I’ve also been hard at work on a number of creative projects over the last couple of months. To coincide with CiderCon, I published The Cider Finder, a four-part documentary-style video series on my cider travels pre-Coronaworld. I spent about 120 hours working on the videos over the course of 5 weeks between New Year’s Day and the beginning of CiderCon, and was the biggest video project that I’ve worked on in quite some time. I’m hoping to create a “season 2” once everything reopens and I start traveling again – possibly filming the first new episode in October while I’m in Colorado!

I’m also working on the newest chapter for BondingBox, the DateBuilder card game. BondingBox has been on an extended pause over the last 18 months or so, and we’re giving it one more go with the card game that we developed. There’s a great deal of work we need to do in order to get the game in front of a number of people and taking the Web site that was started back in 2019 out of moth balls. I can’t reveal too many details yet, but we should have something ready to go here in the next few weeks.
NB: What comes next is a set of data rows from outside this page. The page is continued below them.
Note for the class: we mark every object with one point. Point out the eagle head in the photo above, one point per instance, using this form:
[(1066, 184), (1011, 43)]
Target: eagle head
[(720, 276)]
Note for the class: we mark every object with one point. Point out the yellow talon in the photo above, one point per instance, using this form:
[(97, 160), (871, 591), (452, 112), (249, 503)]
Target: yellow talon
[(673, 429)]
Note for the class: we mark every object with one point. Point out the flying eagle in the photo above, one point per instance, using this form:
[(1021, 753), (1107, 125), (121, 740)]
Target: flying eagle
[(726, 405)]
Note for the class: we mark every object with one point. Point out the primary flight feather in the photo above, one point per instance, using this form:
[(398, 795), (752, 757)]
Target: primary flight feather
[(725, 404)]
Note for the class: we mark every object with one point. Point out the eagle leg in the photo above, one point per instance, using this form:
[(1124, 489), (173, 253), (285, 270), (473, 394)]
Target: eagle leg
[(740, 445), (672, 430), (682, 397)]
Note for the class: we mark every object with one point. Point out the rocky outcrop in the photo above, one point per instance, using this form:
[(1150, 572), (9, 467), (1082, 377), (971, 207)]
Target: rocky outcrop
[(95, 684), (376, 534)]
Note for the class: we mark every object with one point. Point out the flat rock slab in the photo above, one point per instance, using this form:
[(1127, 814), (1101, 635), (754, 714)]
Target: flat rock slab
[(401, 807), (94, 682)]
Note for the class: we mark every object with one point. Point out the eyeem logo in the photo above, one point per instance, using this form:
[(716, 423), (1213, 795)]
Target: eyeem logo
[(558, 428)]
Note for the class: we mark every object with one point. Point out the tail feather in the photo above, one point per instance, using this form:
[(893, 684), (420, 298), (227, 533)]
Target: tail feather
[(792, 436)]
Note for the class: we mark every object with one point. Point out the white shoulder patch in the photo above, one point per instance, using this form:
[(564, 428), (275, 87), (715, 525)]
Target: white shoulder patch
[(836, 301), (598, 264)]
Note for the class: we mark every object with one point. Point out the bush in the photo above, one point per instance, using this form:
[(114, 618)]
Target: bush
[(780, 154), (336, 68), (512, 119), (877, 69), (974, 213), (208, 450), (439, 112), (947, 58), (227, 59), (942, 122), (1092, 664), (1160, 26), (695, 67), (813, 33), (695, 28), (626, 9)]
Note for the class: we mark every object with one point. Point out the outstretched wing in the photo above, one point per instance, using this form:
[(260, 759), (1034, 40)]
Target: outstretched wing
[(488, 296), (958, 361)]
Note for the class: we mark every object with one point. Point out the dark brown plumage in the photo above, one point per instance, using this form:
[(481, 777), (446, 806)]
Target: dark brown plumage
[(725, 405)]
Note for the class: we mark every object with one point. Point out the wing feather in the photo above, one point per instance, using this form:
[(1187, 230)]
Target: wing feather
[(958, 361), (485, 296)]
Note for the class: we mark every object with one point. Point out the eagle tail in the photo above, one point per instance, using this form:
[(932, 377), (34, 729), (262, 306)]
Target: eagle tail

Coronaworld is slowly coming to an end. Just over the past week or two, I’ve quadrupled the amount of work on my schedule. I’m glad I got The Cider Finder done when I did, during the darkest part of winter. Delving deeply into creative and technical projects and forgoing most social media usage over the past two months has been invigorating. The couple of times I’ve bothered to log on and scroll through the Timelines of Doom, I’ve noticed that the bubbles have gotten smaller and more reinforced. The cancer is growing. Get out while you still can.

Seriously, for your mental health, connect with real people off of social media. Read blogs and Substacks of the people you admire and love – don’t bother with a Timeline of Doom, full of people who really don’t care about you or what you’re building. Delete social media apps from your phone so you don’t have the ability to doomscroll first thing in the morning. Now that spring is around the corner, go take a walk and get some sun. Let this be the year you opt-out from feeding the algorithmic monster and the tracking machines.

I doubt that I’ll have another substantive update for the next couple of months. Between now and then, Startup Weekend Iowa Online will happen, my entrepreneurial ecosystem-building organization should be launched, a number of startup projects should be finished, and perhaps I’ll know whether or not GLINTCAP is on for mid-May or perhaps later in the year. I should have my Substack launched discussing the entrepreneurial ecosystem and current events, and maybe I’ll finally get around to launching the Freelance Media Podcast. I’ve come back up for air, taken a big breath, and now I’m heading back down. Talk again soon.